Typically, during a trader's day, the trader not only performs trades, but also considers factors such as risk factors, profit and loss statements, client value, etc. During a typical trading day, a trader may want to sign off on risk numbers, share an idea with sales, or obtain news regarding ongoing trading projects. Currently, in order to consider these factors or perform these tasks, traders are required to access multiple internal and/or external systems or sources to locate the required information. In some instances, traders may be required to log into and out of the same system multiple times during a day of trading. The number of systems may vary from a few systems to several dozen systems or more. The time and inconvenience to the trader due to the necessity for repeatedly accessing multiple systems may greatly hinder daily efficiency.
With advances in software and available online resources, an increasing number of trader tasks are performed electronically through the use of a trader's computer. In fact, even the trading itself is often conducted electronically through a virtual marketplace. Many investment firms on both the buy and sell side are increasing their investment in systems and technology for electronic trading. Traders are increasingly relying on electronically transmitted information to analyze market conditions and execute orders.
Participants in electronic financial markets typically include hedge funds, pension funds, mutual funds and other institutional traders. Through electronic financial markets, these traders are able to make decisions to initiate orders based on electronically received information that in some instances may be available electronically before it is available to human traders. Furthermore, electronic trading facilitates division of large trades into multiple smaller trades in order to manage cost and risk.

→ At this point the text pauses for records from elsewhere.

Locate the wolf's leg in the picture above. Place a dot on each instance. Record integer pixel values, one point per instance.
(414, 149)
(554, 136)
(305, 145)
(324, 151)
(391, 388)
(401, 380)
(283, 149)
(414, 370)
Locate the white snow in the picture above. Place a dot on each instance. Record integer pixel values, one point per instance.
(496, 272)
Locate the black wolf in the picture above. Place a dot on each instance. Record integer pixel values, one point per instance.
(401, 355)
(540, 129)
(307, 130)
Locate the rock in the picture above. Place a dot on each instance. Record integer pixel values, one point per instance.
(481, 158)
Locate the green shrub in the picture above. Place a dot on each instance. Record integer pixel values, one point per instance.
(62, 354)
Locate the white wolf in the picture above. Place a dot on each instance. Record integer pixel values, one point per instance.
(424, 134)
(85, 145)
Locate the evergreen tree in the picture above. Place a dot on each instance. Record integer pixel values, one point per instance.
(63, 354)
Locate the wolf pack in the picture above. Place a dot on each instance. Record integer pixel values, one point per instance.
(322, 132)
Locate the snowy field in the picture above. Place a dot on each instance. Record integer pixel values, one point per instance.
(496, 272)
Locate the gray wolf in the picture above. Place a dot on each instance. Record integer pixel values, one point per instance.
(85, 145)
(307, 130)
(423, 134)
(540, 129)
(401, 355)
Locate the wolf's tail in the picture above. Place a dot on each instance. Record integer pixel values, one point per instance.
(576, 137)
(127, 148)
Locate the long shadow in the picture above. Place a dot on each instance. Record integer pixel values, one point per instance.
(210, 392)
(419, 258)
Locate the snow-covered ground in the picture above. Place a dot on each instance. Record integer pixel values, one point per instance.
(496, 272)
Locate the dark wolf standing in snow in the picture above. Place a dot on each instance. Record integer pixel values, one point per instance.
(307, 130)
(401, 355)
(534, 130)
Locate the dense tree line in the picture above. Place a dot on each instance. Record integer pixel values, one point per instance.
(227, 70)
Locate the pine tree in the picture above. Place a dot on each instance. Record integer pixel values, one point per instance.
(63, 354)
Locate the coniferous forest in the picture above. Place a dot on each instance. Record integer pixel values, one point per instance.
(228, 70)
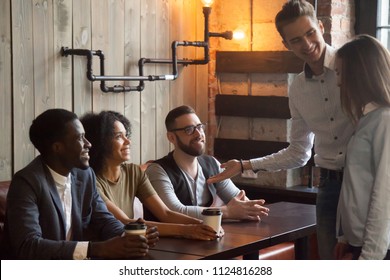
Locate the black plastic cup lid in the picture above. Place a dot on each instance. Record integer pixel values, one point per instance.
(134, 226)
(211, 212)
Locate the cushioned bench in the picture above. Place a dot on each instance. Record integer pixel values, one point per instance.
(3, 198)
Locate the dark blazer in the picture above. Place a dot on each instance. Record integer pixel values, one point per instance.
(35, 222)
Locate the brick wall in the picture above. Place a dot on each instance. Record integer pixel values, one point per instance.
(256, 19)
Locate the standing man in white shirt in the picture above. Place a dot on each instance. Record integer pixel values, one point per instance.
(314, 101)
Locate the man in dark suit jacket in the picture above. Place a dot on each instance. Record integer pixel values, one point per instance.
(53, 203)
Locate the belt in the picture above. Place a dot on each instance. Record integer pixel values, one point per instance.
(331, 174)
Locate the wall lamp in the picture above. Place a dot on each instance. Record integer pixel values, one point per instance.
(141, 63)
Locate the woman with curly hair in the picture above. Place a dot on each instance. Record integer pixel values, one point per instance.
(119, 181)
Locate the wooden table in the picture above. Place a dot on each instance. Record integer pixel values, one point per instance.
(286, 222)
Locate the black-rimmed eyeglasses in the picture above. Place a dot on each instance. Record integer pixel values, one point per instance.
(189, 130)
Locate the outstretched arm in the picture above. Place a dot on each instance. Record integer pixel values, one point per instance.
(241, 208)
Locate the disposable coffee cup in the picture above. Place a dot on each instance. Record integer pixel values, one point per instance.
(212, 217)
(135, 229)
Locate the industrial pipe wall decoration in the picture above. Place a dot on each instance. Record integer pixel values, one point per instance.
(142, 78)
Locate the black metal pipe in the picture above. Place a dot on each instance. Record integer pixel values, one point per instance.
(141, 63)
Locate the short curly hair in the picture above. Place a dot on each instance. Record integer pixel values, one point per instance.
(99, 130)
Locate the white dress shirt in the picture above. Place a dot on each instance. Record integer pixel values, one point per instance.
(363, 214)
(315, 108)
(64, 189)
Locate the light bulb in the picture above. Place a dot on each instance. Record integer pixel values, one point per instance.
(238, 34)
(207, 3)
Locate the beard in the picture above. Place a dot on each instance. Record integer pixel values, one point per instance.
(188, 149)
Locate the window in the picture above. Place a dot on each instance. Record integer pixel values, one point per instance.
(383, 22)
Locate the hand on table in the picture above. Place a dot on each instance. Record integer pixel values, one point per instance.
(241, 208)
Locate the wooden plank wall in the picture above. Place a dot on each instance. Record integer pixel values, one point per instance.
(5, 91)
(35, 77)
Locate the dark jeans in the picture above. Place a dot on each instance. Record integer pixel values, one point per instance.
(357, 250)
(326, 211)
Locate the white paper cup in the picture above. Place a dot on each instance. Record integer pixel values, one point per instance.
(212, 217)
(135, 229)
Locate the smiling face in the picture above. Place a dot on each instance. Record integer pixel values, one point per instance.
(120, 145)
(73, 150)
(304, 37)
(194, 144)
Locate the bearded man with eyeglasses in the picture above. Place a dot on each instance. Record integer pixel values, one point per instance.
(180, 178)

Traders may find algorithms and other tools offered by different brokers that are useful for specific situations in accordance with objectives of portfolio managers. Objectives may include making a predetermined purchase, minimizing timing risk, minimizing market risk, a combination of these objectives, or other objectives. Traders, in order to accomplish pre-defined objectives, aim to access multiple different tools and resources that are electronically available. Furthermore, aside from making trades, traders may require access to organizational information. For example, traders may need to locate personnel within the organization, locate a meeting room, or determine a co-worker's schedule, or perform other tasks related to the trader's daily business, but outside of the scope of performing actual trades.
Currently, in order to perform tasks necessary during a trading day, traders are required to access multiple internal and/or external systems to locate the required information. In some instances, traders may be required to log into and out of the same systems multiple times during a day of trading, thus creating impediments to performing efficiently.

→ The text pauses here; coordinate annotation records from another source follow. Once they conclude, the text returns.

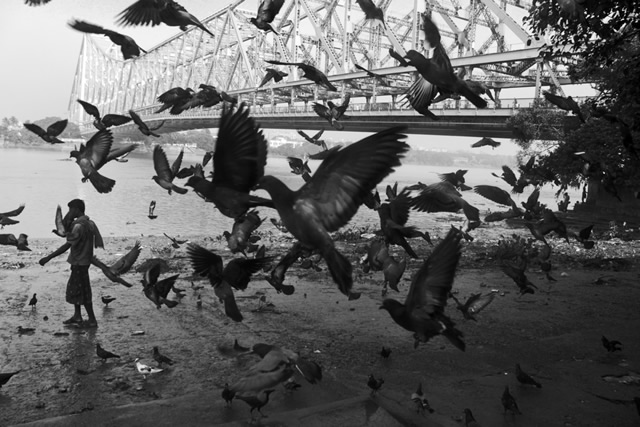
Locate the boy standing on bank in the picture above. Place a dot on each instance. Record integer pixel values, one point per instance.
(82, 237)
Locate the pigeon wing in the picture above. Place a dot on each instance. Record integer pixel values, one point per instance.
(241, 150)
(125, 263)
(345, 178)
(432, 283)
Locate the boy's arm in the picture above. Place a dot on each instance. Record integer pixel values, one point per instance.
(62, 249)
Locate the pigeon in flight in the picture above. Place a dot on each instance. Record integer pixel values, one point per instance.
(128, 46)
(92, 157)
(165, 174)
(120, 267)
(238, 164)
(309, 72)
(237, 274)
(274, 74)
(51, 134)
(105, 122)
(423, 310)
(267, 12)
(146, 130)
(334, 194)
(154, 12)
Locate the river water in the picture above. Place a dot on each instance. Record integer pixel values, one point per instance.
(42, 178)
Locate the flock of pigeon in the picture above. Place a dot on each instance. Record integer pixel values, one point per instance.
(346, 179)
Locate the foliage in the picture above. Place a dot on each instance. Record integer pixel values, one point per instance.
(600, 42)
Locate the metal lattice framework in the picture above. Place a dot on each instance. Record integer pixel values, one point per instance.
(332, 35)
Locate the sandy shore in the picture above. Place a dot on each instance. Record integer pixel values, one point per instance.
(554, 334)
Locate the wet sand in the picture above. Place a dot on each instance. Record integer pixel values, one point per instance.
(554, 334)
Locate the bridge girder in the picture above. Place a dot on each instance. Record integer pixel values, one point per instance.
(329, 34)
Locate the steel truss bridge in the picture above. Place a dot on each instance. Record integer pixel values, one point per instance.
(484, 36)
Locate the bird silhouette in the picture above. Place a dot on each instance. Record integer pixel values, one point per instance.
(423, 310)
(333, 195)
(33, 301)
(6, 217)
(474, 304)
(524, 378)
(267, 12)
(315, 139)
(160, 358)
(146, 369)
(154, 12)
(486, 142)
(237, 274)
(128, 46)
(443, 197)
(238, 164)
(309, 72)
(258, 401)
(175, 243)
(6, 376)
(469, 420)
(106, 299)
(421, 402)
(509, 402)
(164, 174)
(567, 104)
(105, 122)
(51, 134)
(228, 395)
(152, 208)
(374, 384)
(105, 354)
(156, 290)
(385, 352)
(272, 74)
(516, 273)
(611, 345)
(121, 266)
(240, 236)
(92, 157)
(174, 100)
(143, 127)
(371, 11)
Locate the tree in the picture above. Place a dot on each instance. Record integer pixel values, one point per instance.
(599, 40)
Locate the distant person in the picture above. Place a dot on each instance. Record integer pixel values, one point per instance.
(82, 237)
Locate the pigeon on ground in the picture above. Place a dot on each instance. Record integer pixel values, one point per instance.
(256, 402)
(104, 354)
(107, 299)
(509, 402)
(611, 345)
(33, 301)
(374, 384)
(160, 358)
(228, 395)
(146, 369)
(524, 378)
(422, 404)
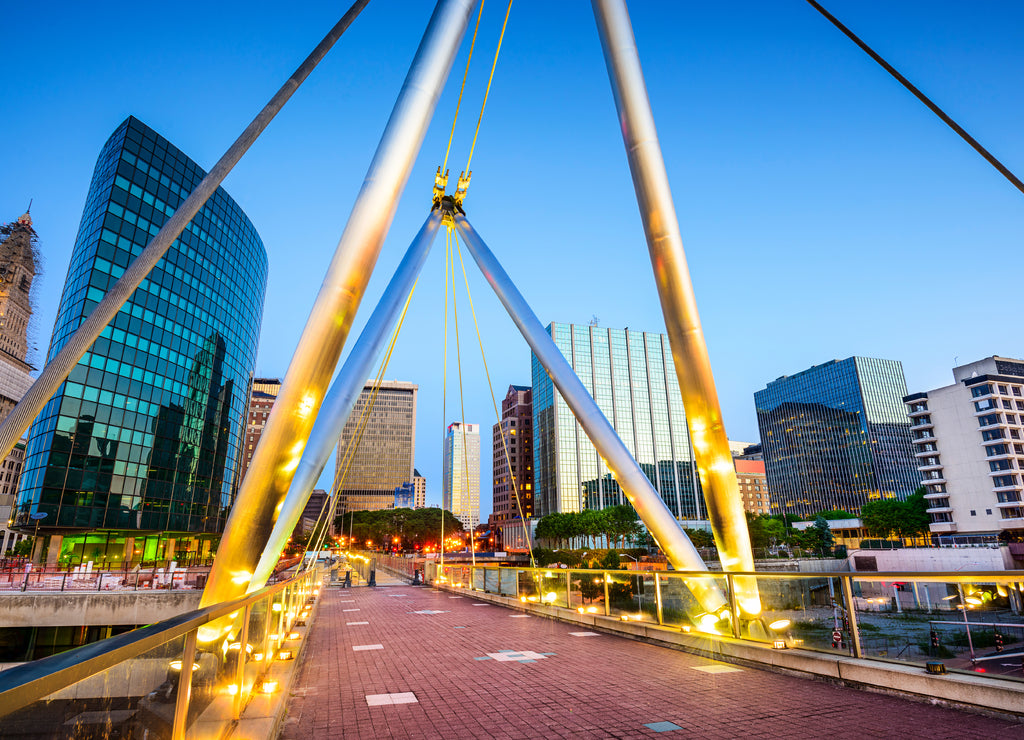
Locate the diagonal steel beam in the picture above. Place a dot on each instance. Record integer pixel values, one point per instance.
(682, 321)
(56, 371)
(342, 395)
(634, 482)
(262, 492)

One solution to the problem of accessing disparate resources for separate tasks is to create a single system having all of the functionality of the multiple disparate systems combined into one system. However, attempts at creating such integrated systems generally result in systems that fall far short of the capabilities provided by the multiple disparate resources. Furthermore, such integrated systems are generally costly both to create and to maintain.
A solution is needed that simplifies trader workflow by allowing traders to use these multiple disparate systems without repeatedly switching between systems and logging into and out of various servers and systems.